The last I don't know how to do, but it may be important. The error bars on the mean seem tight because it is assumed that model residuals are independent, so the mean will have much lower variance than the average of the models themselves. But to the extent that the model residuals are correlated, this is less true.


  1. Isn't half the trouble coming from averaging multiple runs from the same model, and then forgetting you did that? That in itself should be a reminder that you won't observe the mean trend behavior over short time spans; the individual model runs themselves can diverge from the mean trend over short time spans.

  2. Well, I hadn't forgotten. And I am planning to check. I'll do a run with no averaging.

  3. Hhh... I thought i left a comment this morning? I'm not going to write a lot until I can verify my comments show. I think we discussed some of the issues at my blog anyway.

    Also, I can't seem to paste copied text into your comments. The only other blog where that happens is Pielke's. Is this a blogspot thing?

    On the minor question about my estimating the 'weather' noise contained in the variability across model runs, I thought up two possible ways based on available data and model data. 1) Use the noise in the observation. 2) use the variability in repeat realizations in models with multiple runs. I chose (1), mostly for computational simplicity. However, it happens to be the choice that gives the larger uncertainty intervals. If you want me to use the other alternative, then I'll get tighter uncertainty intervals and more rejections.

  4. Lucia,
    Thanks for your comments here and at your site. Sorry response is a bit slow today - grandparent duties.

    I've occasionally had comments that I thought I made not show. I've set to no moderation, so that isn't it. I'm not very experienced yet at blog management, and haven't delved into the spam filter (if there is one).
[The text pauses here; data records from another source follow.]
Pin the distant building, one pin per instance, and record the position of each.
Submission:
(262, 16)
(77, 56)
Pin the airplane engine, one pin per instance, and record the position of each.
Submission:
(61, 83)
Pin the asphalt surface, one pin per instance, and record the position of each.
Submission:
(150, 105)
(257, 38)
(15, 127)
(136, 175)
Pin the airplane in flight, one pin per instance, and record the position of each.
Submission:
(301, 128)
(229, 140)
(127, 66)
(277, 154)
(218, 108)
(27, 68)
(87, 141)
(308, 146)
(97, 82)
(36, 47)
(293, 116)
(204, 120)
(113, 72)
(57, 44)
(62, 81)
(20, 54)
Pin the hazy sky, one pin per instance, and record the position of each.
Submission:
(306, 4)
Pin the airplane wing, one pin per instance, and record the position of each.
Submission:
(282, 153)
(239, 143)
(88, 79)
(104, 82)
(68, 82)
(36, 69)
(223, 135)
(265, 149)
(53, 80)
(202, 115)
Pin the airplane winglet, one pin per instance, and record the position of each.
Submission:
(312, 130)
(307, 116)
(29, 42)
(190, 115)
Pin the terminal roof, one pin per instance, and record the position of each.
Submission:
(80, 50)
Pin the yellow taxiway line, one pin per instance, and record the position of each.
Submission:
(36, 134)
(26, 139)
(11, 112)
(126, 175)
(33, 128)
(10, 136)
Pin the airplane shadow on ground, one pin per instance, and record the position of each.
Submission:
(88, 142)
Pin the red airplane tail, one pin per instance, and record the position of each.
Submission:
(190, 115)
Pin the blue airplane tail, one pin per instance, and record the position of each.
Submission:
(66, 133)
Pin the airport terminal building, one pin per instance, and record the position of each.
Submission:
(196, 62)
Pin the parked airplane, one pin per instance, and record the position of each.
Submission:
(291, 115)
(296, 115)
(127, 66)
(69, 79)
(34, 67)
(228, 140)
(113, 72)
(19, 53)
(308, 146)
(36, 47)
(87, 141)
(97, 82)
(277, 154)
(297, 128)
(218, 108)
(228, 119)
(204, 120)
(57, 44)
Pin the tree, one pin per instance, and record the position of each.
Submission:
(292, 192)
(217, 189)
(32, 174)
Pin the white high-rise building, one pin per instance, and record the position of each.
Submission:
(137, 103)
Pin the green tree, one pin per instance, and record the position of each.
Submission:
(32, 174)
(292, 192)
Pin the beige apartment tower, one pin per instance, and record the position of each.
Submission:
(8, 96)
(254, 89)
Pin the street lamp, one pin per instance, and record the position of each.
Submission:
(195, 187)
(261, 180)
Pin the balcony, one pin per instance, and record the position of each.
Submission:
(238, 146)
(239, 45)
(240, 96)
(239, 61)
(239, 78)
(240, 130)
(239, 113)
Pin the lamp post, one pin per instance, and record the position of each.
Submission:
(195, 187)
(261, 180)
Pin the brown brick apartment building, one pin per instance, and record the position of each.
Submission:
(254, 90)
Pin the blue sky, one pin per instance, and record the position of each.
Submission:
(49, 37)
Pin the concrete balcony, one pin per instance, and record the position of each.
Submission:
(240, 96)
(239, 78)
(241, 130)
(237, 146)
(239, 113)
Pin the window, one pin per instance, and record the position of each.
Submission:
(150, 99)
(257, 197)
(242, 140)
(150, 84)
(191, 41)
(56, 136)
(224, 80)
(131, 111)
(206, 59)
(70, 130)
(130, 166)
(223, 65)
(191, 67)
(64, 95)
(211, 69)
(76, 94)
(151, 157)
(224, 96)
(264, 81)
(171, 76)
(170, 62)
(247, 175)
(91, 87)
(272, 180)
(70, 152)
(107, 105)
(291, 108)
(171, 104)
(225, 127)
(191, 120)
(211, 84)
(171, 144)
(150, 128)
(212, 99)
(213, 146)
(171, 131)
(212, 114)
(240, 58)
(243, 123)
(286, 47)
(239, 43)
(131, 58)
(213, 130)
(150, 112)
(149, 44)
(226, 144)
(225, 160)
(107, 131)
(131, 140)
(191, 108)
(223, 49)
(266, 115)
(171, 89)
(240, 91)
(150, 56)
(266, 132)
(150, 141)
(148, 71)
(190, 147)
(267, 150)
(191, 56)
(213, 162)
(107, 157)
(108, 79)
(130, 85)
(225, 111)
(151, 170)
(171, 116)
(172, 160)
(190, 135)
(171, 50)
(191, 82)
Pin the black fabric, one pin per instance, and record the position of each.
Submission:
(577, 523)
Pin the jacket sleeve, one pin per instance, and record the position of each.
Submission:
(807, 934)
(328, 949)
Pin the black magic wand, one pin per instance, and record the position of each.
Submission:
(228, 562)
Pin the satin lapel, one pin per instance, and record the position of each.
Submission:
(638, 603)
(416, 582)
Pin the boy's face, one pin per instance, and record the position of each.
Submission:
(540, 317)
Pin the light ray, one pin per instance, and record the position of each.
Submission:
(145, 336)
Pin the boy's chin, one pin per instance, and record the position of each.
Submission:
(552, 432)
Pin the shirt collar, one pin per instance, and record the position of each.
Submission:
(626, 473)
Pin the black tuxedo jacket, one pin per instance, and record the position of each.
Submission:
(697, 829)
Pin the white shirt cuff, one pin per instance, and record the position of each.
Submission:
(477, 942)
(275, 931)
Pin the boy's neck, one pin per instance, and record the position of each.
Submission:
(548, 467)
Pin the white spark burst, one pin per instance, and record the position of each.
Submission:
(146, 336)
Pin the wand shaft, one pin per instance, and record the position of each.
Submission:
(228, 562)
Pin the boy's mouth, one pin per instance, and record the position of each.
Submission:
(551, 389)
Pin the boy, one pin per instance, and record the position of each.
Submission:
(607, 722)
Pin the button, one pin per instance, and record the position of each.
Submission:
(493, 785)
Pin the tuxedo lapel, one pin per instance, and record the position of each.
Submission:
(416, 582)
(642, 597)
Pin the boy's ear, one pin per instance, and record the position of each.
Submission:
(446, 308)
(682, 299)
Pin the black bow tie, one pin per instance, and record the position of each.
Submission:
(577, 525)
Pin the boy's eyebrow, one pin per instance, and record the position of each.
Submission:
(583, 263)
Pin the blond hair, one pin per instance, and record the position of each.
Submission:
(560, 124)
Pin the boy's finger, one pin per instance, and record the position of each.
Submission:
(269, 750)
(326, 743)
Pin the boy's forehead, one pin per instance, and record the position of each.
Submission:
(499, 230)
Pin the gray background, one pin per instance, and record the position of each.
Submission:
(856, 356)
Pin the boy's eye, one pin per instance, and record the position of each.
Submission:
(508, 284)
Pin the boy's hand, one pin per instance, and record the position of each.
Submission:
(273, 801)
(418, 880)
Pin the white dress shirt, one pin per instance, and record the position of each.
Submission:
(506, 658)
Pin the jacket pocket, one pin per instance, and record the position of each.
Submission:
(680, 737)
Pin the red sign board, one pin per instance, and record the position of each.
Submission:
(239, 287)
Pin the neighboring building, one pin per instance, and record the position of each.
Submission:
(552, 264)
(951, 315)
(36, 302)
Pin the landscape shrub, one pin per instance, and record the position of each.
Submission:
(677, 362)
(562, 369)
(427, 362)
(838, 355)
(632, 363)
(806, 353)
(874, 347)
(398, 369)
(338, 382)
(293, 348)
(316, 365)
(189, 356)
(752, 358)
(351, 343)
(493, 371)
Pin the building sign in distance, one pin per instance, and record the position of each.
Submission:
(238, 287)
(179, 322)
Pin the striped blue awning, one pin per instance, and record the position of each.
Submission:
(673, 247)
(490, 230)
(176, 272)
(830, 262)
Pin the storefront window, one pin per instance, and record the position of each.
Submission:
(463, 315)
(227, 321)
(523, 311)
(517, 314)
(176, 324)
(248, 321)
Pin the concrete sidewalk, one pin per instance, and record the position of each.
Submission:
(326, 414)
    Yes, the no paste is a blogspot thing - the cure is to use an identity (say Google or Typekey). Then it's OK. I found that trick at RP's.

    I'll make a substantive response to your comment at the Blackboard a bit later. I'm going to need to make some changes for the Santer error you pointed out.

  5. Nick ... SWEET!

    Excellent post.
    Very clear visualizations.

    Can you identify the two high 'out of band' models? Looks like maybe ...


  6. Ron,
    Sorry about the slow response. I tried to run the program again to print out the trends, and found that KNMI was not downloading reliably. So I had to use some backup data, which I think should give the correct results. Here are the numerical trends.
    cccma_cgcm3_1_00 0.0436
    cccma_cgcm3_1_t63 0.0352
    cnrm_cm3 0.0168
    csiro_mk3_0 0.0158
    csiro_mk3_5 0.0207
    gfdl_cm2_0 0.0148
    giss_model_e_h_00 0.0172
    giss_model_e_r_00 0.0172
    ingv_echam4 0.00187
    inmcm3_0 0.0248
    ipsl_cm4 0.0240
    miroc3_2_hires 0.0479
    miub_echo_g_00 0.00573
    mpi_echam5_00 0.0119
    mri_cgcm2_3_2a_00 0.0173
    ncar_ccsm3_0_00 0.0306
    ncar_pcm1_00 0.025
    ukmo_hadcm3 0.0386
    ukmo_hadgem1 0.0407

    So yes, your estimate was right.